Super Puzzle Platformer Deluxe

Today, we’re looking at something lighter. Lord knows I need something light and simple. Stress and current events led to me getting my personal Twitter account getting banned. So what if I told someone to play Un-A-Live? Bluecheck freaks spout genocidal shit all the time. I’m sad that five years of my life are gone, but maybe it’s for the best considering how Twitter (excuse me, X the Everything App (blaze your glory)) is turning into Stormfront 2.

But enough about me, speaking of things that got tainted by an overseeing power, let’s talk about a game that’s just about to: Super Puzzle Platformer Deluxe!

Super Puzzle Platformer Deluxe is a puzzle platformer by Andrew Morrish, published under Adult Swim Games (important fact for later). This game holds a special place in my heart because it was something I played a bunch in college on a cheap used laptop in-between classes. In fact, I was really surprised to see that the local score leaderboards still used my old name during my revisit.

You are a little guy armed with a weapon of some sort, dropped into a falling block puzzle game field. If you shoot a block, you damage it and all blocks of the same color connected to it, netting you more points the bigger the cluster is when you destroy it. Ideally, you’d be shooting up smaller formations of blocks so that large structures of the same color properly build up to get more points.

But true to the platformer aspect of the name, there are threats to deal with. Each level has a specialized set of threats that will kill you and end the run, from the haunted mansion setting down graves for ghosts to roam the playing field to the space station dropping cannons that fire shots in wavy patterns. To get rid of them, you have to destroy a block connected to them, which may be difficult depending on how the level’s built itself. The one shared threat across all levels that you can’t do anything about are the falling blocks themselves, which reduce your level and ability to better break blocks, if not kill you outright if they fall on you. Every so often the game will drop multiple rows of blocks in a row, sending you scrambling to fit in the gaps.
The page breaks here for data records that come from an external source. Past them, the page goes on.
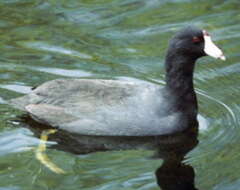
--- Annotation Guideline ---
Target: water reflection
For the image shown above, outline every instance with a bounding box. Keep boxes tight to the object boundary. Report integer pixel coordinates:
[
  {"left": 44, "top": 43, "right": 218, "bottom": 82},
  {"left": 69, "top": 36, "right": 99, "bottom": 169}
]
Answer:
[
  {"left": 155, "top": 125, "right": 198, "bottom": 190},
  {"left": 21, "top": 116, "right": 198, "bottom": 190}
]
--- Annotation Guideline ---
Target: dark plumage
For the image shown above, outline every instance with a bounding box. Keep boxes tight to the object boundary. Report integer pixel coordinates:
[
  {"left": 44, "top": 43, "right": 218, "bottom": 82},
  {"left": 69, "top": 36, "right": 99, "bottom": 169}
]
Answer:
[{"left": 7, "top": 27, "right": 225, "bottom": 136}]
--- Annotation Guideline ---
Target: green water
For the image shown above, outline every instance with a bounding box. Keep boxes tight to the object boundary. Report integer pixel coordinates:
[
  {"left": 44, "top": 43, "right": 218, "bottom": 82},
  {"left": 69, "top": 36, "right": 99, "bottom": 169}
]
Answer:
[{"left": 0, "top": 0, "right": 240, "bottom": 190}]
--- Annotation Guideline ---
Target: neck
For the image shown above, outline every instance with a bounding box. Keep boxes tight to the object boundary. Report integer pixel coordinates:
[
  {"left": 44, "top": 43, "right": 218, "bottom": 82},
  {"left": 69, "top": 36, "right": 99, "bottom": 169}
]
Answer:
[
  {"left": 165, "top": 54, "right": 196, "bottom": 95},
  {"left": 165, "top": 53, "right": 197, "bottom": 111}
]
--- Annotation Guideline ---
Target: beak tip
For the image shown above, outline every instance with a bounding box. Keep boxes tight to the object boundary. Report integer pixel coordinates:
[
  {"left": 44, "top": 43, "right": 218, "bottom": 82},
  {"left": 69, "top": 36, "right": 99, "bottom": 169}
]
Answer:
[{"left": 219, "top": 55, "right": 226, "bottom": 61}]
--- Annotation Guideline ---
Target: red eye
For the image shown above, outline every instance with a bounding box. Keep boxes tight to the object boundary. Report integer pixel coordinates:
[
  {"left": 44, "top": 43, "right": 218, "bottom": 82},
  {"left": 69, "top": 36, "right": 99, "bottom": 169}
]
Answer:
[{"left": 192, "top": 36, "right": 202, "bottom": 43}]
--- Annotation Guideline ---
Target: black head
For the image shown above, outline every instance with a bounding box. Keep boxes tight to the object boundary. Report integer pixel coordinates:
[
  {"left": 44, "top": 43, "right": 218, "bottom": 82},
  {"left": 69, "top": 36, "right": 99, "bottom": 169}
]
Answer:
[
  {"left": 169, "top": 27, "right": 206, "bottom": 59},
  {"left": 169, "top": 26, "right": 225, "bottom": 60}
]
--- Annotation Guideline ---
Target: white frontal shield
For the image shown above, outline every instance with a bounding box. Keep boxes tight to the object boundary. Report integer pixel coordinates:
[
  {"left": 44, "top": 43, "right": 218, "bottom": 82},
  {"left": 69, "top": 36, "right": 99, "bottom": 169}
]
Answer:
[{"left": 203, "top": 30, "right": 226, "bottom": 61}]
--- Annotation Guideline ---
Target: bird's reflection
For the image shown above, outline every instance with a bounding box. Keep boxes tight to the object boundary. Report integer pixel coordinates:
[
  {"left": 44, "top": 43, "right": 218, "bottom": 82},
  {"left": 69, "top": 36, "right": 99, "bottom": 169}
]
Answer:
[
  {"left": 155, "top": 127, "right": 198, "bottom": 190},
  {"left": 22, "top": 117, "right": 198, "bottom": 190}
]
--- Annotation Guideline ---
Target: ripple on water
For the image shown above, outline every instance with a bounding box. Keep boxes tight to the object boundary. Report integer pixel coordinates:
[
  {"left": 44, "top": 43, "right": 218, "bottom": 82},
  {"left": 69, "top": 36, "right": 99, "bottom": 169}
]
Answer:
[{"left": 19, "top": 41, "right": 92, "bottom": 59}]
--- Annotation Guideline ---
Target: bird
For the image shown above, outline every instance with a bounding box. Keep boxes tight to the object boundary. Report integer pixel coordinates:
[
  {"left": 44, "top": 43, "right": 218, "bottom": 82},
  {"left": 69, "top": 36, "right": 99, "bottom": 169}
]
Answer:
[{"left": 9, "top": 26, "right": 226, "bottom": 137}]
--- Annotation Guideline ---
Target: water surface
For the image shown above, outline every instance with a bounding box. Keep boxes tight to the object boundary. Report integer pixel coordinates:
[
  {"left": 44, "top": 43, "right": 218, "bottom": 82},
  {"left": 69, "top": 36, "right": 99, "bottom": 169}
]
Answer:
[{"left": 0, "top": 0, "right": 240, "bottom": 190}]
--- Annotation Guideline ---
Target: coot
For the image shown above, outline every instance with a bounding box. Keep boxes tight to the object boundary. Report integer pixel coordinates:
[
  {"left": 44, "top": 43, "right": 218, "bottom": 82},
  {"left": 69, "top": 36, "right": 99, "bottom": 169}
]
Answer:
[{"left": 10, "top": 27, "right": 225, "bottom": 136}]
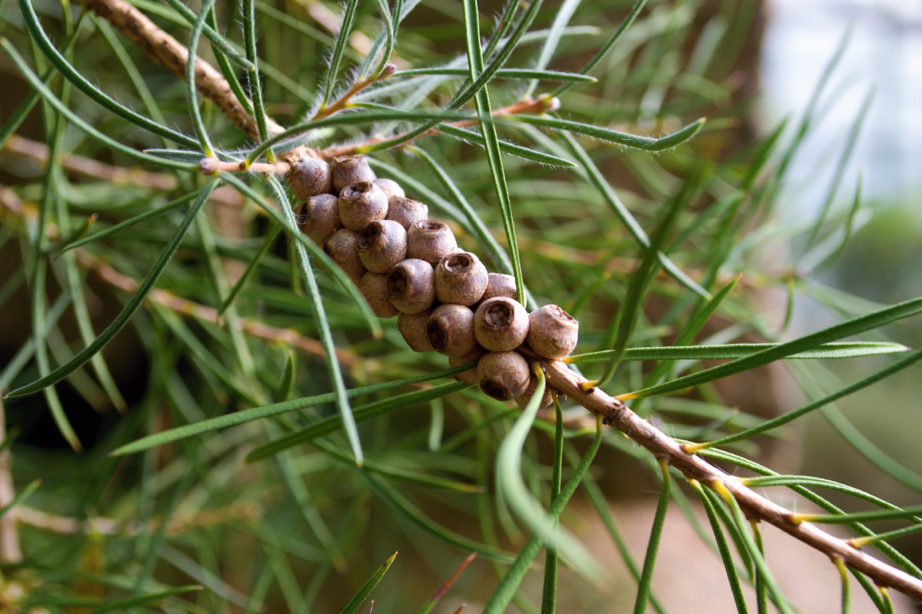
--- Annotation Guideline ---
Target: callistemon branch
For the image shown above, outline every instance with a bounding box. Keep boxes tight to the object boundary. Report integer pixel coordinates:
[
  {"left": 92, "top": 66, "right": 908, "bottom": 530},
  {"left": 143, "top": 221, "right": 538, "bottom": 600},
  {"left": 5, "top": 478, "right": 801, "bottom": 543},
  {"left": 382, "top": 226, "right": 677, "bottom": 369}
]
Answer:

In chasing higher scores, there’s a tension to how you play. Letting big structures build up is important for score, but in letting that happen, there’s less free space to run around in. There’s less room to maneuver around hazards, and the higher the play field is, the less time you have to react to dropping blocks. You can’t be overzealous in clearing the playfield either, because the bottom of the screen is a kill plane, and it’s very plausible for you to accidentally destroy the ground beneath you depending on how the blocks line up.

Revisiting this game has been a blast. Super Puzzle Platformer Deluxe is easy to grasp and has enough complexity to keep it from being boring but not enough for it to confound people that aren’t super into puzzle games. Like, imagine if the blocks combo cleared each other after you destroyed a structure that was supporting some of them, that’d be fucked up. It’s a perfectly nice blend of platformer and action puzzle games. Some of the characters I thought were kinda meh to use, but it’s all good fun!

So you might be wondering: why did I revisit it all of a sudden?

Back in March, it was announced that Warner Bros Discovery, the parent company of Adult Swim Games and probably the most fucked up media conglomerate we have right now, was going to have all Adult Swim Games published titles delisted for… reasons. Really, I looked at a bunch of articles to try to find some reasoning for it, because at least stuff like the shelving of Coyote vs Acme had reasoning (if fucked up and stupid) but I really couldn’t find anything? It costs nothing to keep these games up, and Warner could have at least transferred publishing rights to the original developers, but they didn’t want to do the bare minimum of doing that, instead leaving developers to republish things themselves and lose out on everything connected to their original pages (while also legally being required to scrub out the original publishing credits).

It’s stupid how games can just casually get fucked over by parent companies. Just days ago hit game Helldivers 2 nearly had its playerbase fucked over by Sony forcing the usage of PSN accounts on Arrowhead, but Sony stepped off after loud demand. Unfortunately, given that Coyote vs Acme is still in limbo in spite of so many people openly wanting the head of that bitch idiot David Zaslav, I don’t see a happy ending here.

I wish I was faster with getting this out, because Warner’s due to get rid of Super Puzzle Platformer Deluxe within the next few days, if it hasn’t already by the time this is posted. Earlier versions of Super Puzzle Platformer still exist on Morrish’s itch page, but Deluxe? Welp. I hope the best for Andrew Morrish and his fellow devs, because they really don’t deserve this at all. Super Puzzle Platformer Deluxe is a wonderful time-killer, and I hope it will come back in better circumstances.